Diann Blakely

Two Collects

Advent: A Collect

Break-in and bat­tery two weeks before the season’s grand hal­lelu­jah: bro­ken glass from a shat­tered win­dow wreathed her body, found below in the tub.  Did the pills let her creep there, as if search­ing for a manger, a word ring­ing with “safe­ty”? Usually afraid—a grandfather’s mul­ti­ple rapes—to show­er or bathe alone, what else could have eased this blood-stained pil­grim­age, ropes trail­ing around her wrists and ankles as though she were a half-opened gift?  Lord, let me pluck a sole skein-like straw of under­stand­ing.  Let the drugs that thrummed in her sys­tem have black­ened the room and all sense so that she felt noth­ing in those pre-dawn Christmas hours.  Saw no ris­ing Eastern star through the jagged win­dow pane or suf­fered Your cold breath on her frost­ed, blu­ing skin.  Amen.

Divorce: A Collect

Lord, he called me a snake and our mar­riage invalid because per­formed by a bear and sex­u­al­ly preda­to­ry priest.  Let me inter­rupt my prayer unto Thee: it wasn’t a bear, but a judge who loved safaris and taxi­der­mied his cham­bers with tro­phies, one ursine.  As for snakes, yes, I wear a dia­mond cloak and admire my own litheness of spine, coil and recoil through this world on my bel­ly, feel­ing vibrations—like com­ing footsteps—and I rise to bite the heels which would tread on me.
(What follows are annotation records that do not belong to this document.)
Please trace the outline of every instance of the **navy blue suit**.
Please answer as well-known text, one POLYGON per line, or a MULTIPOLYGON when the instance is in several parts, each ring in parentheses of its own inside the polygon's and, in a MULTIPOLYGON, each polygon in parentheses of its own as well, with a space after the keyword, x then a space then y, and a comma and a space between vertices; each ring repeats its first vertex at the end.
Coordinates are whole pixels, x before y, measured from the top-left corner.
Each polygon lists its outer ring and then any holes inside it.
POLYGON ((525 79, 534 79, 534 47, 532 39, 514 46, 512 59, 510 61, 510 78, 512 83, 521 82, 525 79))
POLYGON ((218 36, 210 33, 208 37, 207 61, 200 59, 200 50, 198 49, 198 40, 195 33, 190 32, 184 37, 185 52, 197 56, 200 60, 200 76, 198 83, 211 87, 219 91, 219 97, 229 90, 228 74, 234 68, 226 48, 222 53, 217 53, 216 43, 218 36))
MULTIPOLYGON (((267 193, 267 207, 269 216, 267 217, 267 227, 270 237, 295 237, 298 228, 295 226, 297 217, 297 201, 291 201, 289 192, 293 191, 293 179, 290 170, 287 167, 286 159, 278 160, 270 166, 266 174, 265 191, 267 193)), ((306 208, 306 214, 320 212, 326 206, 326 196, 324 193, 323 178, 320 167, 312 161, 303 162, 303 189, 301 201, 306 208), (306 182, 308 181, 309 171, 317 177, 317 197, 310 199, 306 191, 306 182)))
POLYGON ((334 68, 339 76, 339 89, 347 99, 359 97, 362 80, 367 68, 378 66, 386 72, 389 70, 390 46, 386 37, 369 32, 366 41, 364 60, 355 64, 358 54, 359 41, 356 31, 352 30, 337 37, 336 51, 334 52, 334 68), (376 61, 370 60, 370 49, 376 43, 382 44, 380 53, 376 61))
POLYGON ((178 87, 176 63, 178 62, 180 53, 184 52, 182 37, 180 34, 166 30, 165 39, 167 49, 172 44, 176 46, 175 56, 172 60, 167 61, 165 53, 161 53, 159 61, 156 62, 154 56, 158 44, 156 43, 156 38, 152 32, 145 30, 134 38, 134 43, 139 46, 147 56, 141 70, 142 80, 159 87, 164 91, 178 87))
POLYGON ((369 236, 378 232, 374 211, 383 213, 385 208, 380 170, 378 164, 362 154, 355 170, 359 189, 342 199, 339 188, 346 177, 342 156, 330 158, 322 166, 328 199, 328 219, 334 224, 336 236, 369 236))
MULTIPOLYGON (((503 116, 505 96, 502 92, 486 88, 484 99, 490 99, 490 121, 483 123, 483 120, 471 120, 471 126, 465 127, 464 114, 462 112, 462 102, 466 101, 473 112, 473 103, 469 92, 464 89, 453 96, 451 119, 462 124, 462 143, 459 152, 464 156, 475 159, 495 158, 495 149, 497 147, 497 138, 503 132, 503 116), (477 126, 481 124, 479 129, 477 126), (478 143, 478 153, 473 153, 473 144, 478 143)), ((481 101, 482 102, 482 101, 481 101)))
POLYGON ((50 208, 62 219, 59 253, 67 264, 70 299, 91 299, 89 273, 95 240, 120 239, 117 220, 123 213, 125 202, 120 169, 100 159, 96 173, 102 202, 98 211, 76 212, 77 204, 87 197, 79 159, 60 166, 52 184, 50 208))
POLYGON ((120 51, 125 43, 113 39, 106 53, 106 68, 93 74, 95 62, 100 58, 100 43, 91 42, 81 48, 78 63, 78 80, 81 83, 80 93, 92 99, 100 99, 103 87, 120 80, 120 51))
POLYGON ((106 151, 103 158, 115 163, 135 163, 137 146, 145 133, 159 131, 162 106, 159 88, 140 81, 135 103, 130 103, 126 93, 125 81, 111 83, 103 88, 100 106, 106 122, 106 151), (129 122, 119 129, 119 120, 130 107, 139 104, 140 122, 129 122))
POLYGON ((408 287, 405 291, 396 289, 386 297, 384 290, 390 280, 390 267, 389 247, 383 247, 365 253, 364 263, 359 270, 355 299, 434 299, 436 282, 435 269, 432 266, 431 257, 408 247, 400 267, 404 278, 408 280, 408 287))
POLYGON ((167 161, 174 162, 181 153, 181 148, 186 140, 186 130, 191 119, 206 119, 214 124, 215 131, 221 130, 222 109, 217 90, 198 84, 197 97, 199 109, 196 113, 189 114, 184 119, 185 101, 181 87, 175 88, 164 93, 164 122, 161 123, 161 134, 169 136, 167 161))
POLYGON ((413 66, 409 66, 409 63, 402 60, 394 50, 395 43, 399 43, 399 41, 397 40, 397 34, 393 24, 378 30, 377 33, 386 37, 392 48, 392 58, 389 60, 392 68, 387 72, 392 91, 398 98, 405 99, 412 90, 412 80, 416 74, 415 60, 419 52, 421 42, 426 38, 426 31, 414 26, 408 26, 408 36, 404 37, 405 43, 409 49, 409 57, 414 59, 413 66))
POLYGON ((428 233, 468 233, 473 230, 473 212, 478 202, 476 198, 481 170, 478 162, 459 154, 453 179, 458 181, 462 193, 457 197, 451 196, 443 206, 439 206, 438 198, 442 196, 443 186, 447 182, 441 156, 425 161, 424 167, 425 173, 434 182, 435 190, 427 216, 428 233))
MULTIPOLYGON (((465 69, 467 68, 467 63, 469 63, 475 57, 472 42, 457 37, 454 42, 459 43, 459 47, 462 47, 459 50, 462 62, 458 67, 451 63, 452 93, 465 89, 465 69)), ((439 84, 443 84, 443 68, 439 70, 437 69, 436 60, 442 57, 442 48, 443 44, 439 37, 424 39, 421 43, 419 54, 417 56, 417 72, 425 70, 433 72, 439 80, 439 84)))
Why are the fangs that fill and glis­ten then pop, sharp­ened, through my mouth’s pink roof always ascribed to a male ver­sion of me?  I may not be the apple of anyone’s eye—except Eve’s, hun­gry for girl-talk—but pumped ven­om should be prized if it brings souls clos­er to you.  Or say the Word only, and I shall pro­tect us from any fur­ther thud­ding of bod­ies and purge the world with Our ven­omous song.  Amen.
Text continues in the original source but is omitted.